Center for Comprehensive Informatics, Emory University, Atlanta, GA 30322, USA.
IEEE Trans Biomed Eng. 2011 Dec;58(12):3469-74. doi: 10.1109/TBME.2011.2169256. Epub 2011 Sep 23.
Multimodal, multiscale data synthesis is becoming increasingly critical for successful translational biomedical research. In this letter, we present a large-scale investigative initiative on glioblastoma, a high-grade brain tumor, with complementary data types using in silico approaches.

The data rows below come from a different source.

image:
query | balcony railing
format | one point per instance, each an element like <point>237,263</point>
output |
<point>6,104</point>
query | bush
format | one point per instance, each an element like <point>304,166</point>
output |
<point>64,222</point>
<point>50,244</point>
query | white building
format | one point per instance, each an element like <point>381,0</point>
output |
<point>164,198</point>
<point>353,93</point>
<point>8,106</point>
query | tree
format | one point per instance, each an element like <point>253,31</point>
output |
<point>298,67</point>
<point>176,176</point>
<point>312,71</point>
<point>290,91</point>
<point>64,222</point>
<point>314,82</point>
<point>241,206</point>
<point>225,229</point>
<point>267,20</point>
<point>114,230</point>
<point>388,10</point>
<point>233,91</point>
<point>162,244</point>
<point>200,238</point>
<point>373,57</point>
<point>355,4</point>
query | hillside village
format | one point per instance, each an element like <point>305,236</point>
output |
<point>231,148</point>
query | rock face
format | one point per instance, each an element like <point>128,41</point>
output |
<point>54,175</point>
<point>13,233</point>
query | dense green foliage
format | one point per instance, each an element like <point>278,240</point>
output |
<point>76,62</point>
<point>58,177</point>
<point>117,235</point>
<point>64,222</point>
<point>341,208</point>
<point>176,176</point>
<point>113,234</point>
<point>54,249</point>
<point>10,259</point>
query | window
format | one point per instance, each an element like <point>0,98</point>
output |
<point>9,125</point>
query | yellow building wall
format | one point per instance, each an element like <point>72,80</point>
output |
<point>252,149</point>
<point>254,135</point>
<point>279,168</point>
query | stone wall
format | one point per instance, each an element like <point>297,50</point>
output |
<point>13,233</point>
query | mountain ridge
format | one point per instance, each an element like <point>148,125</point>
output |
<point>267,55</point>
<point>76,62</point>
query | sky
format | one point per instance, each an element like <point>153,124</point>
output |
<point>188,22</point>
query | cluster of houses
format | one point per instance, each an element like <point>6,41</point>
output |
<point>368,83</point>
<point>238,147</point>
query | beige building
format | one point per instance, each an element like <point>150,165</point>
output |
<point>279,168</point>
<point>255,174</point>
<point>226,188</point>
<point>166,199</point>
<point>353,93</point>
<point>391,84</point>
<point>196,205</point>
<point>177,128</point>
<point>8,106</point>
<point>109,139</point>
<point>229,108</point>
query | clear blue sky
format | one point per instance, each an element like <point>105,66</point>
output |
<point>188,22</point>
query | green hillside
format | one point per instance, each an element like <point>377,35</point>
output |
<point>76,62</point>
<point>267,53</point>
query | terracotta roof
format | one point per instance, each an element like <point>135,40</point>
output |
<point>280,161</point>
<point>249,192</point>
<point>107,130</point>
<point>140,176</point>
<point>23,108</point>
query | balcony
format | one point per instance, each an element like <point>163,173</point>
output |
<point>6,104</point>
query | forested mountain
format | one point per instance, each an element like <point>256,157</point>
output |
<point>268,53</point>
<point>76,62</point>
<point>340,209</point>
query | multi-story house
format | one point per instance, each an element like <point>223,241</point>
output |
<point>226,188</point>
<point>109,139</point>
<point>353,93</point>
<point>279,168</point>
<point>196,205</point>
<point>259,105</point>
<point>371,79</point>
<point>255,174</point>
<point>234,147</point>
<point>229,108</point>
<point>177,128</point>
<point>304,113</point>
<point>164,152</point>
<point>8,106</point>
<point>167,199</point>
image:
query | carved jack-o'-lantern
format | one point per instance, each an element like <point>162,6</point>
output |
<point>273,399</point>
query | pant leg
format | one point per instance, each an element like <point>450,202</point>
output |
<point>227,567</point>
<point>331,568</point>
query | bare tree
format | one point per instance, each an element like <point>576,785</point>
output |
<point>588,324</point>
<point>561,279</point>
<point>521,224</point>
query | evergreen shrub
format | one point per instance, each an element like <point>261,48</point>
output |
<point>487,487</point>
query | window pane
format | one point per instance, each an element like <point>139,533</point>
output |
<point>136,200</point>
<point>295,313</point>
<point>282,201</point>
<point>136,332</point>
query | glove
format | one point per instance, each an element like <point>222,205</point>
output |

We integrate and analyze data from The Cancer Genome Atlas Project on glioblastoma that includes novel nuclear phenotypic data derived from microscopic slides, genotypic signatures described by transcriptional class and genetic alterations, and clinical outcomes defined by response to therapy and patient survival. Our preliminary results demonstrate numerous clinically and biologically significant correlations across multiple data types, revealing the power of in silico multimodal data integration for cancer research.
多模态、多尺度数据综合对于成功的转化医学研究变得越来越重要。在这封信中,我们提出了一个关于胶质母细胞瘤的大规模研究计划,这是一种高级别的脑肿瘤,使用计算方法补充了互补的数据类型。我们整合和分析了来自癌症基因组图谱项目的胶质母细胞瘤数据,其中包括从显微镜载玻片获得的新型核表型数据、转录分类描述的基因型特征以及治疗反应和患者生存定义的临床结果。我们的初步结果表明,多种数据类型之间存在许多具有临床和生物学意义的相关性,这显示了计算多模态数据综合在癌症研究中的强大功能。